Philip Crosby was born in West Virginia, in 1926. He gained an undergraduate degree from the Ohio College of Podiatric Medicine after serving in the US Navy in the Second World War. He also served in Korea, before a series of roles in industry. 1957, he started working for Martin-Mariettta on the Pershing Missile project. It was here that he developed his concept of ‘zero defects’ and reduced waste material costs by 30 per cent.

In 1965, he became Director of Quality at ITT, where he stayed until 1979. This was the year that his book, Quality is Free: The Art of Making Quality Certain, was published. It was big success, so he left ITT to found Philip Crosby Associates, inc. From then on, Crosby was a much in demand consultant, floating his company in 1985, for $30 million.

He continued to write, producing Quality Without Tears in 1984, and twelve other management books up to his retirement in 1991. At this point, he quickly un-retired and founded a new business, Career IV, inc, which provided lectures and seminars for senior executives. He died in 2001.

The Zero Defects Philosophy

Crosby was adept at framing his ideas in simple lists. Let’s start with his Four Absolutes of Quality Management:

  • Quality means conformance to requirements, not goodness.
  • Quality is achieved by prevention, not appraisal.
  • Quality has a performance standard of Zero Defects, not acceptable quality levels.
  • Quality is measured by the Price of Nonconformance, not indexes.

In Quality is Free, Crosby set out fourteen steps to creating quality:

  1. Management commitment to quality improvement.
  2. Quality improvement team with representatives from each department or function.
  3. Quality measurement to determine the status of quality throughout the company.
  4. Determine the cost of quality to discover where action  to correct a defect will result in greater profitability.
  5. Quality awareness for all employees, about the cost of defects to the company.
  6. Corrective action should become a habit.
  7. Establish an ad-hoc committee for the Zero Defects Programme to communicate and that everyone should do things right first time.
  8. Supervisor training on the 14 steps.
  9. Zero Defects Day – when supervisors explain the programme to their people and make a lasting impression.
  10. Goal setting – usually, 30, 60, and 90-day goals.
  11. Remove the causes of error.
  12. Recognise those who meet their goals or perform outstanding acts with a non-financial prize or award.
  13. Quality Councils: regular meetings of quality professionals and team-leaders, to discuss improvements.
  14. Do it over again: During a typical 12-18 month programme, much of the learning will dissipate.
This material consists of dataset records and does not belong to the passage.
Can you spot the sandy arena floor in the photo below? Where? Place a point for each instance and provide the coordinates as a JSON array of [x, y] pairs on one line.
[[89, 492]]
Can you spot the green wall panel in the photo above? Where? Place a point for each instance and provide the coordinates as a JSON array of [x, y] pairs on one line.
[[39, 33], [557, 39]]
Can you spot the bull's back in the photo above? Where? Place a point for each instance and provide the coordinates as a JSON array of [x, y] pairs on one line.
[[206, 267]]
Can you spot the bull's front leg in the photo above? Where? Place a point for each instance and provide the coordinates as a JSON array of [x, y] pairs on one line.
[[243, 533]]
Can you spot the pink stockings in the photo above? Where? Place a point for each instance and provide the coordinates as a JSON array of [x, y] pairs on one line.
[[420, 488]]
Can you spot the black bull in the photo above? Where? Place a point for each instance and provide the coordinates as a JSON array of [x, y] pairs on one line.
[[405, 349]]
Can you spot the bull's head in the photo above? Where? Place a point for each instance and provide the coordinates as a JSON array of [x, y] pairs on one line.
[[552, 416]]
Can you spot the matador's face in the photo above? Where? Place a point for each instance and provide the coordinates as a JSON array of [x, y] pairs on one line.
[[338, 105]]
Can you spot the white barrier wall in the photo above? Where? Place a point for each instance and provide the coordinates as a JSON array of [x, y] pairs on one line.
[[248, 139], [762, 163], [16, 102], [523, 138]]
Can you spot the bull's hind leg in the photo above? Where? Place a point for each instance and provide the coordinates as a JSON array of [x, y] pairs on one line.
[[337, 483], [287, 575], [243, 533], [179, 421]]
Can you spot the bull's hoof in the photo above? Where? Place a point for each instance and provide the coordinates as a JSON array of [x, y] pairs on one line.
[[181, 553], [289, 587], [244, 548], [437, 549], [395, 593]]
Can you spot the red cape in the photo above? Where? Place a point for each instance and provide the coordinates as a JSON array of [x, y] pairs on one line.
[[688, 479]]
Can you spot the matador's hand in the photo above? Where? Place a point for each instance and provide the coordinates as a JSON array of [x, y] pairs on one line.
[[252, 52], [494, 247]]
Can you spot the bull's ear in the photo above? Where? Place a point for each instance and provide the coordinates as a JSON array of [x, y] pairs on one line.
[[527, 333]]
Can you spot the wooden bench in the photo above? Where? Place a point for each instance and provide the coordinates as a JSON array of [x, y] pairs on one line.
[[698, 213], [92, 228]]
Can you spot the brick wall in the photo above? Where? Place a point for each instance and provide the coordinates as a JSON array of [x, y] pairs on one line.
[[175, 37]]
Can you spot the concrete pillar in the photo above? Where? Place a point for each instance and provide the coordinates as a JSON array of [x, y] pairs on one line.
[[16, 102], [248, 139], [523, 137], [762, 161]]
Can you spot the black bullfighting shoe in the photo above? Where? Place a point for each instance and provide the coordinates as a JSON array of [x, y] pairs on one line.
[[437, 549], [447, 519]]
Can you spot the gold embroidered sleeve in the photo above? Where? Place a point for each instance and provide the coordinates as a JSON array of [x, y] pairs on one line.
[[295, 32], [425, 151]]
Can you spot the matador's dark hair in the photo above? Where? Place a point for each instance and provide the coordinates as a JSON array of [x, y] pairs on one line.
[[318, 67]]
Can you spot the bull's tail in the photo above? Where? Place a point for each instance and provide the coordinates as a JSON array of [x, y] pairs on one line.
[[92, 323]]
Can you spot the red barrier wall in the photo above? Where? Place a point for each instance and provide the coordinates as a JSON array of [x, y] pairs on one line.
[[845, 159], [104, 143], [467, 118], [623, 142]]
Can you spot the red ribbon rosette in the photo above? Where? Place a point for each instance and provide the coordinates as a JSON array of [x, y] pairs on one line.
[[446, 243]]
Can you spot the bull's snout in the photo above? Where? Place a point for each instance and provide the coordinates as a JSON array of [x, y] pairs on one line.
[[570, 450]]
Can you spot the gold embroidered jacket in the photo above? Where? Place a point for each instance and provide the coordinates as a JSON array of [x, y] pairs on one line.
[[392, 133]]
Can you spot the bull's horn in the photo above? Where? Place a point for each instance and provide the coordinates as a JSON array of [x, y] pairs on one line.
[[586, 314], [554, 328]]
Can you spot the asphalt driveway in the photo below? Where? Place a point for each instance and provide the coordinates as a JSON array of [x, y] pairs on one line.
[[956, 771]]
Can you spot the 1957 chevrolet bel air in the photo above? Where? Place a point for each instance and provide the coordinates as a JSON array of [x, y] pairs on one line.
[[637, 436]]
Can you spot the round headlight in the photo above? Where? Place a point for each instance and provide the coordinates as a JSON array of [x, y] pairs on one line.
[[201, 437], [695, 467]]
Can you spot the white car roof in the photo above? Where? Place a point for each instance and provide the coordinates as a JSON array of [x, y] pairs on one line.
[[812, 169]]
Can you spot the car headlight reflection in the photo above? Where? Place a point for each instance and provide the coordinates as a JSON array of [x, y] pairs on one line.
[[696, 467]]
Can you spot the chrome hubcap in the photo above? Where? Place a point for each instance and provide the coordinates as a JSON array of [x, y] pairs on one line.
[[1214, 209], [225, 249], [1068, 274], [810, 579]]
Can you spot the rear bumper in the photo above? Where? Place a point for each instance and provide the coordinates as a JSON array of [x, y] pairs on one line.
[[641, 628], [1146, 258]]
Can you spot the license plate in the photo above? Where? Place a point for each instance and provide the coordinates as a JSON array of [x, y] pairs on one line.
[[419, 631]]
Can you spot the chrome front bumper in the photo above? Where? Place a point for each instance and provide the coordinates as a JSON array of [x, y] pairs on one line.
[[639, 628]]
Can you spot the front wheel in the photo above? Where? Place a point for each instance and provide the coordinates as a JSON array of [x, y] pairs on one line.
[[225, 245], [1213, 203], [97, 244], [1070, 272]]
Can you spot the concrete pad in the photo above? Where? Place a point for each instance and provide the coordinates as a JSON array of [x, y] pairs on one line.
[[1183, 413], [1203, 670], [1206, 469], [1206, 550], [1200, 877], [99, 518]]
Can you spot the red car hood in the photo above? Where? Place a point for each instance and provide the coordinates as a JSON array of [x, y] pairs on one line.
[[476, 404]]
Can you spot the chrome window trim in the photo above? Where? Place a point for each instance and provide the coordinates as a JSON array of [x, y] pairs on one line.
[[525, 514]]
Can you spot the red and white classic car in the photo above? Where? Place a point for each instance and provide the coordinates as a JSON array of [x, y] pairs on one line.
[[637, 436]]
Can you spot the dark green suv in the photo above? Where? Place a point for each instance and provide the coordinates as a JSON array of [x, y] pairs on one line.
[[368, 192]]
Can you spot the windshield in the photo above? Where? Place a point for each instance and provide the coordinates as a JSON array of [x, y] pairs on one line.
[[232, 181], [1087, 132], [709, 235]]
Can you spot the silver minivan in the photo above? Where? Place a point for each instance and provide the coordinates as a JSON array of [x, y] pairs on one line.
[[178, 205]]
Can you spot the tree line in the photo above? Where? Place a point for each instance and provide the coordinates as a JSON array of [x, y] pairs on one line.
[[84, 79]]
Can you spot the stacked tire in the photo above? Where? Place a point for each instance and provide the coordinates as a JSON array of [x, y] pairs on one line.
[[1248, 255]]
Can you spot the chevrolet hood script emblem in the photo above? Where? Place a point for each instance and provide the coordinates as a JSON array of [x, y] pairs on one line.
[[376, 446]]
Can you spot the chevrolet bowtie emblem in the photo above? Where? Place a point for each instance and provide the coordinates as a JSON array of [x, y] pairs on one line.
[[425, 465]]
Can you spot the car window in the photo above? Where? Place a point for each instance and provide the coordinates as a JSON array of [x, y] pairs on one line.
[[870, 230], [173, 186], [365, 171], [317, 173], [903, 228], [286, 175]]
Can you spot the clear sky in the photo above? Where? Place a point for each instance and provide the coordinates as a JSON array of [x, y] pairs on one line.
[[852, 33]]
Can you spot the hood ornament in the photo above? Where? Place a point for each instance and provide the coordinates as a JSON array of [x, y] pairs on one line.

So re-start the programme afresh with a new  Zero Defects Day.

Quality without Tears

Crosby went further. In his 1984 book, Quality without Tears, he mooted the idea of a ‘quality vaccination serum’ – a culture of quality, built on:

  • Integrity – from the CEO down
  • Systems – to measure conformance, educate  employees and suppliers, enact corrective action, and make defect prevention into a routine.
  • Communications – of problems, progress, and  achievement.
  • Operations – to test and demonstrate procedures, products and systems before they are implemented, and then continual re-evaluation.
  • Policies – clear, unambiguous policies that put quality first.